If you work in a private or government institution, then every month from your salary some part is deposited in Employees’ Provident Fund (EPF). This money is not only a part of your earnings, but also makes the support of your retirement time. But many employees keep on removing this fund before and repeatedly, which can cause financial loss in the long term.
How does frequent withdrawal harm?
8.25% interest is paid by the government on the amount deposited every month in the EPF account, which is more than the other saving options of the market. When you withdraw money from this account again and again, along with your original amount, the interest received on it also decreases. This affects your long term saving.
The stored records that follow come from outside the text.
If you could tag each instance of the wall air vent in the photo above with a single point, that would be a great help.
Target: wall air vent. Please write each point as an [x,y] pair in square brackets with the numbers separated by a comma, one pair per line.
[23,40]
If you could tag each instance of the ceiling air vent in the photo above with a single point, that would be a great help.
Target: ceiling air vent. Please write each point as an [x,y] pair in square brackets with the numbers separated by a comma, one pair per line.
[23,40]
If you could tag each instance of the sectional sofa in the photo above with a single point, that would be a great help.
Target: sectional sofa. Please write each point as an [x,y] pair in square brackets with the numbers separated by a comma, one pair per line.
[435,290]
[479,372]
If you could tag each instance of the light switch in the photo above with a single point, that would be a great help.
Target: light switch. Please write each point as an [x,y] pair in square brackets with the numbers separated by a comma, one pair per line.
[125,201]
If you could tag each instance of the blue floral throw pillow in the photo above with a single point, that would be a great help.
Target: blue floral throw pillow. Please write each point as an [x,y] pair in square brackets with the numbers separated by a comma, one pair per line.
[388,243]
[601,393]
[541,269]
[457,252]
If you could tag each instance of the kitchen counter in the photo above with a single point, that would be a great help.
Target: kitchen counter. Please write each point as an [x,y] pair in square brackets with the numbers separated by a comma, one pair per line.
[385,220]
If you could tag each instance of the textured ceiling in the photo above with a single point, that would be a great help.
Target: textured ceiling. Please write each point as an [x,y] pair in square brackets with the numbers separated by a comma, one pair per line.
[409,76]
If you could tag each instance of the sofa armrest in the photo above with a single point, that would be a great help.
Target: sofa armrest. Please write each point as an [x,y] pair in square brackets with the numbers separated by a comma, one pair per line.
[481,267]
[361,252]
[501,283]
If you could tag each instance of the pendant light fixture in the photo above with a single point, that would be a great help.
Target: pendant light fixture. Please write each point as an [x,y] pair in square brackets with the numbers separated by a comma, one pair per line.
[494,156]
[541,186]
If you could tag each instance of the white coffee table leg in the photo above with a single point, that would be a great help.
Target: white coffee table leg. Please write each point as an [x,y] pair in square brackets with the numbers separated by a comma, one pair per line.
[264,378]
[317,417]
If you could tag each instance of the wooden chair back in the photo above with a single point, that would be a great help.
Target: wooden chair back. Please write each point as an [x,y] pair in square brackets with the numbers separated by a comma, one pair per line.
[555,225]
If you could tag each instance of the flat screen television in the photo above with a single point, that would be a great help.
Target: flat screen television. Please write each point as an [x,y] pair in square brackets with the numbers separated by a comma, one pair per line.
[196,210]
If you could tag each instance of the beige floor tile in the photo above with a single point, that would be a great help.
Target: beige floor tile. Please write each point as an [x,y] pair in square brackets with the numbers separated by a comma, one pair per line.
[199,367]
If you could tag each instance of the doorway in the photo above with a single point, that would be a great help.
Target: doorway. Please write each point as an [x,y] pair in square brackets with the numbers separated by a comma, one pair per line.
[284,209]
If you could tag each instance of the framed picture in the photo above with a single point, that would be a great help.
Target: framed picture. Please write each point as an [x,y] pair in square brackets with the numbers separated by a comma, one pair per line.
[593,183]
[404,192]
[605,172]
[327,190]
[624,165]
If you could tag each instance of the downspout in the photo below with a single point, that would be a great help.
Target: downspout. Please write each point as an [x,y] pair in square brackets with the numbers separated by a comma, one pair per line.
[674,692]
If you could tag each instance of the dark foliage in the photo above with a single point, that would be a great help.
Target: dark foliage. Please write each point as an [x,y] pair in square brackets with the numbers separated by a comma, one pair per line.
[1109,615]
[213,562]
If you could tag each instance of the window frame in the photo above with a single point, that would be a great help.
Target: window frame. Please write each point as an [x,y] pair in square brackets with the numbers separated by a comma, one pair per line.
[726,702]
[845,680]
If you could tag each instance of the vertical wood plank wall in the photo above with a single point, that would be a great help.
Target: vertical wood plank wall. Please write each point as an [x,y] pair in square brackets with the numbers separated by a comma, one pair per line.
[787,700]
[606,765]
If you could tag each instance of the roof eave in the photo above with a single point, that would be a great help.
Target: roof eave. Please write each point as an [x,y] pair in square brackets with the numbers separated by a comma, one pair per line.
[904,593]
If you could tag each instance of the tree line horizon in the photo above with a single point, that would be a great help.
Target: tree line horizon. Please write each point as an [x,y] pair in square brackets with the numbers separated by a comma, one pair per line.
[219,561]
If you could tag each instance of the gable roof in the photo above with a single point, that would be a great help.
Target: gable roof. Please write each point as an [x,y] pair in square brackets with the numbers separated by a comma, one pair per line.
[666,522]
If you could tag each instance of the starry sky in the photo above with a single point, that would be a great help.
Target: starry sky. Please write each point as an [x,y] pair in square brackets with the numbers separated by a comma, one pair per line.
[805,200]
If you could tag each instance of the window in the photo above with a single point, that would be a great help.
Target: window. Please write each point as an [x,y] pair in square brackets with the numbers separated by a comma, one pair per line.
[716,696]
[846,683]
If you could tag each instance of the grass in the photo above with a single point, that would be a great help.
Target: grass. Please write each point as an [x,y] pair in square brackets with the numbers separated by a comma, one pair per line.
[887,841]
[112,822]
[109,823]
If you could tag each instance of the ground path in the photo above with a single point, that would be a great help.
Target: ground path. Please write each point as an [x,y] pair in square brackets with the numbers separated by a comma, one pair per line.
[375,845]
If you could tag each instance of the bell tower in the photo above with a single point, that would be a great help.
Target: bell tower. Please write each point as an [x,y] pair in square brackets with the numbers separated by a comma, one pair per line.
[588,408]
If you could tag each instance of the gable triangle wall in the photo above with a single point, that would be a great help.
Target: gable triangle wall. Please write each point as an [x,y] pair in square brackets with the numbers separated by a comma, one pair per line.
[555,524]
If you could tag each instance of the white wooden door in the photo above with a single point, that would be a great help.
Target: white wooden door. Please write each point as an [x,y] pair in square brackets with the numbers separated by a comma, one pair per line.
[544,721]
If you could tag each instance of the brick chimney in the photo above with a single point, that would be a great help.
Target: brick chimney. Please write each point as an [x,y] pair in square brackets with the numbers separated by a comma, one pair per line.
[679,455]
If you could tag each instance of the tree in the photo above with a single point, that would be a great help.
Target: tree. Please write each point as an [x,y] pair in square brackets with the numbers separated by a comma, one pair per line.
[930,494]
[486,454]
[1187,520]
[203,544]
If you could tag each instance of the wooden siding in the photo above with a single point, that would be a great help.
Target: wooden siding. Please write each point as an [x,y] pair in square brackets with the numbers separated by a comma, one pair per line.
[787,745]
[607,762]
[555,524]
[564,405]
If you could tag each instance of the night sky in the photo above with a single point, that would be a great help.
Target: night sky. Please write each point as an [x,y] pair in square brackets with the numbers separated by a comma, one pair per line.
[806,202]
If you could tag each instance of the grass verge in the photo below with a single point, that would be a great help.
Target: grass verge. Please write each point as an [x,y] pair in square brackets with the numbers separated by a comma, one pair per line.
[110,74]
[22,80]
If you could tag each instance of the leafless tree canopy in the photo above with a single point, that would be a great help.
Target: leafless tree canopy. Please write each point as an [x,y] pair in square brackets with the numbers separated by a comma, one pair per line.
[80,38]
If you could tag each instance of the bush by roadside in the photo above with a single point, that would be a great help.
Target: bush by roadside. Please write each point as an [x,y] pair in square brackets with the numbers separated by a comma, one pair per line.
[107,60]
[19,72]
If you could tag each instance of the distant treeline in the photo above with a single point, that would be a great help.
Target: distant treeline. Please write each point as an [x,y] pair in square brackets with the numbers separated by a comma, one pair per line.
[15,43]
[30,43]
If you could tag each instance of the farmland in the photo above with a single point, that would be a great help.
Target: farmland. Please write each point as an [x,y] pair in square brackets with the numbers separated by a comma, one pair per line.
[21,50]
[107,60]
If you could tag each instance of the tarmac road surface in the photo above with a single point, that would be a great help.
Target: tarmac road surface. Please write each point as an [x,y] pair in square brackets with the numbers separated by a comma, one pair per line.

There may also be loss in tax
The interest and principal received from EPF is usually tax free, but there are some conditions for this:
If you withdraw EPF money before 5 years, it can be taxed.
In such a situation, TDS can also be cut on your total withdrawal.
Therefore, repeated withdrawal without needs can cause you a shock of tax along with interest.
There may be a huge shortage in retirement fund
The basic objective of EPF is that when you retire and do not have any means of earning, then these funds can become your financial security. But if you have used it repeatedly during your job, then you have till retirement:
There will be not enough savings.
There may be a shortage of funds to cover health expenses.
Dependence on others may increase for living in old age.
Benefits of saving pf
Long Term Interest Benefits: By keeping money for a long time, your savings can increase manifold through compound interest.
Economic self -sufficiency: No one has to depend on anyone after retirement.
Emergency Cover: PF Fund is your last savings that you can use in medical or other emergency.
Security against inflation: This fund helps in maintaining your lifestyle in the increasing period of inflation.
When to withdraw PF money?
However, the government allows partial withdrawal in certain circumstances such as:
House purchase or construction
Marriage or education
Medical emergency
But except for these occasions, it is not prudent to tease the PF account at all.
conclusion
EPF is not only a savings scheme but also the safety shield of your old age. By repeatedly removing it, you can wash your hands with a safe future for which this plan is made. So if your immediate need is not very serious, avoid withdrawal from EPF and keep it safe till your retirement.